BRUX has spent years building a reputation as one of the more distinct voices in contemporary club music. Releases on Future Classic, Fool's Gold, and LuckyMe trace a producer committed to heavy grooves, hooky vocals, and analog grit. Last year she opened for Fred again.. across all three weekends of his sold-out six-show USB002 residency in New York, the only artist to appear every night, sharing stages with Hamdi, Caribou, Oppidan, and Kettama. Her reputation on the dance floor provides context, yet not fully priming listeners for her fresh exploraton outside of the club with her ambient debut Halcyon Phase.
Out now via Sources, the ambient imprint from the Endel team, the record is seven tracks of atmospheric composition built from whirring synths, field recordings, classical textures, and BRUX's own processed vocals. It began in 2020 as personal sketches written during two months of isolation in Australia's Blue Mountains. She kept returning to them over the following years, refining them quietly alongside her club output. "These tracks started as little sketches during a really still, reflective period of my life," she says, "and I kept coming back to them over the years as everything else changed around me."
The patience shows. Opener "Yuletide Company" eases you in slowly, and the record moves through "Possum Creek," "Call Of The Whale," and "Search For Saturn" with a patience that feels genuinely earned rather than performed. The cinematic scope of "I Wish I Could Talk In Technicolour", which uses a sample of a 1950s housewife experiencing LSD for the first time, and the weight of closer "But It's All We Have", the only track on the album with lyrics, suggest an artist drawing from a long list of reference points she has carried for years. Her ambient touchstones are Brian Eno, Ryuichi Sakamoto, Harold Budd, Gigi Masin, and Suzanne Ciani. Her visual ones run through David Lynch, the Safdie Brothers, and Panos Cosmatos. The record absorbs all of it without sounding like a mood board.
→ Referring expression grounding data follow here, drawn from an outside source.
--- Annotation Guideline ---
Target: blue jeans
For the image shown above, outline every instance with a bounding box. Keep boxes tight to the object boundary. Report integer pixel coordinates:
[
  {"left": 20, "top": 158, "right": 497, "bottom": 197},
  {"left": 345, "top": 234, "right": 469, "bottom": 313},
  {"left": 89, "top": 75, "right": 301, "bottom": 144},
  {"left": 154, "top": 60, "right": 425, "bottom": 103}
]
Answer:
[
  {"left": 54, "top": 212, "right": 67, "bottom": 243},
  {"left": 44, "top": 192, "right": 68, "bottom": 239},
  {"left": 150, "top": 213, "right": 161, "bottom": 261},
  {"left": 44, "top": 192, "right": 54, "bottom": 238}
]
Damian Taylor, who has worked with Björk, The Prodigy, and Arcade Fire, mixed and mastered Halcyon Phase, and his presence is felt in how carefully everything breathes. Sources, whose previous collaborators include James Blake, Grimes, and The Blaze, is a natural home for this kind of work. The label was built for exactly this kind of artist. "The whole album became a form of manifestation," BRUX says, "where presence mattered more than any deadline or expectation."